There has been little complaint with DDC and project contractors, who completed the Glendale side of the wall in December and are now in the process of completing the north wall on the Middle Village side.
Giordano says the board is now concerned about the DOT’s focus on traffic patterns in the vicinity. The department is calling for a directional change of 74th Street between Cooper Avenue and 78th Avenue, an adjacent road to the underpass that currently grants the neighborhood direct access from the avenue’s underpass.
“The DOT wants to reverse the direction of 74th Street between Cooper and 78th Avenue, alongside the new PS/IS 119, which we are not in favor of,” Giordano explained. “We think there will be more hazardous traffic conditions with those movements.”
Richard Huvel, owner of Superior Interlock across from the development and a longtime Glendale resident, was a supporter of the retaining wall repair project, however, he too agrees with Giordano that there is an additional burden being placed on the neighborhood as a result of DOT’s plans.
“Glendale is the city of cemeteries, parks and railroads, and the Cooper Avenue underpass is one of the only thoroughfares going east and west,” Hubel explained. “You eliminate that center buffer zone, you’re going to increase response time for emergency service vehicles; whether it is fire department, police department or ambulance.”
His family-operated business has been on Cooper Avenue for 66 years, and he is worried that the traffic conditions caused by the project will effect his business’s operation.
“Where are my guys going to park their cars when they come to work,” Huvel said, adding that the project will not only cause problems for his employees, but also shipments. “We have FedEx Trucks and UPS trucks which double park here all the time.”

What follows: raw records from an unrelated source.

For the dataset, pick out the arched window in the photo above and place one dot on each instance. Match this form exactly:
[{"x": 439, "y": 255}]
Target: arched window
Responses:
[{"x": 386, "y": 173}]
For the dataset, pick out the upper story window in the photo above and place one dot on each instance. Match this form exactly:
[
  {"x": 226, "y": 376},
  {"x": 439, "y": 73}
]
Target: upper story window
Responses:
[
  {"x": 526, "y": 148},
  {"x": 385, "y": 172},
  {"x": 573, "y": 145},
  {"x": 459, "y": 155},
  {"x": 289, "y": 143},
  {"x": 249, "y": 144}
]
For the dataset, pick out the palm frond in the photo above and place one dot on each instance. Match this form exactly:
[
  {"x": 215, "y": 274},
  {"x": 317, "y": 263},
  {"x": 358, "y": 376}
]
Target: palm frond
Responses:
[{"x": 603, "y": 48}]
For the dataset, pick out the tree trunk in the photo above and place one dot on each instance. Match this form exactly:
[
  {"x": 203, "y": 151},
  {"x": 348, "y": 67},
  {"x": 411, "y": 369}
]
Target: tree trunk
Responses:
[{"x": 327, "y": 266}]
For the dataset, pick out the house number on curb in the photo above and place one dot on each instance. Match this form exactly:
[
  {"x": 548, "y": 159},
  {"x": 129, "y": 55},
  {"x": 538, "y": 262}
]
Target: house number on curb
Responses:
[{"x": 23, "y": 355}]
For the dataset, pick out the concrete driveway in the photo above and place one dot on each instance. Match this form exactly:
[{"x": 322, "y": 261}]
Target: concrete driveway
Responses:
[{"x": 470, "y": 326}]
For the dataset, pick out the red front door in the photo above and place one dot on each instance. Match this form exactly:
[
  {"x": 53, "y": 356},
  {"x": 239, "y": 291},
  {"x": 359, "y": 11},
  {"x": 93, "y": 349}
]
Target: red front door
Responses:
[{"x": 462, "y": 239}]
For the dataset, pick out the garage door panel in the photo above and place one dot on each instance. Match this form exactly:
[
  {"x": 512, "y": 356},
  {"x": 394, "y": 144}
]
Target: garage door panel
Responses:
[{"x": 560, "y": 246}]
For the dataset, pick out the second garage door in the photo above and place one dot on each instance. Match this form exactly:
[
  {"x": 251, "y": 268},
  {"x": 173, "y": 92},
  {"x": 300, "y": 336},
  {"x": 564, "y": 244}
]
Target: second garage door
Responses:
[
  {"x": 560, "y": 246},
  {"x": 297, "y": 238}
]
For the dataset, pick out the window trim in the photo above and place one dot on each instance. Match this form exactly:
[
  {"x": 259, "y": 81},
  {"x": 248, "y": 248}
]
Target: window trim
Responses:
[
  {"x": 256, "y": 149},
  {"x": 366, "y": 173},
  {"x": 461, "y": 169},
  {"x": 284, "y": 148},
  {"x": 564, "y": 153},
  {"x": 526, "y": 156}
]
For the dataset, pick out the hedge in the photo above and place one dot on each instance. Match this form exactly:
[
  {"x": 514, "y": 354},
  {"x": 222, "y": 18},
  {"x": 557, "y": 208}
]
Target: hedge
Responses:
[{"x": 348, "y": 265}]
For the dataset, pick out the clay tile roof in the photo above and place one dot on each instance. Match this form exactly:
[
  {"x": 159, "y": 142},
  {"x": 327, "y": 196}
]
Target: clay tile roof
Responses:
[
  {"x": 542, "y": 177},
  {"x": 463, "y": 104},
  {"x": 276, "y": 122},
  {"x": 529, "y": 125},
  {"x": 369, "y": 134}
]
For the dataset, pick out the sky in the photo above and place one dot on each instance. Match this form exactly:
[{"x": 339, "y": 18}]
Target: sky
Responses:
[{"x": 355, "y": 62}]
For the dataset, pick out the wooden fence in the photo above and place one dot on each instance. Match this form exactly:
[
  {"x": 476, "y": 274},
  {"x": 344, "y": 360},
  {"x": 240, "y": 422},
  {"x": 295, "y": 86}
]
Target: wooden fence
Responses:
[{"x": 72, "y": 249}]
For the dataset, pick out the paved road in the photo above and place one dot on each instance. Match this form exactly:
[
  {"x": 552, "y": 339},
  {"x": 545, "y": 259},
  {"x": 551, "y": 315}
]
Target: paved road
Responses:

Last week, standing outside of his businesses and examining the possible effects of the DOT’s proposed change, Huvel pointed out that several cars are now making illegal U-turns because there is no longer immediate access to the neighborhood streets.
“Everybody now has to make a conflicted turn at 73rd Place, they then have to make a conflicted turn at 78th Avenue, they then have to make a conflicted turn at 74th Street to go up the block,” he explained. “There are kids there and you’re just putting too many cars there.”
A DOT representative said the decision to change traffic flow in the area came in response to community feedback over the safety of pedestrians at the three-way intersection of 73rd Place, Cooper Avenue and 78th Avenue.
In addition to changes in traffic patterns, the proposal will also include shortened crossing distances, a crosswalk, and an adjusted signal timing.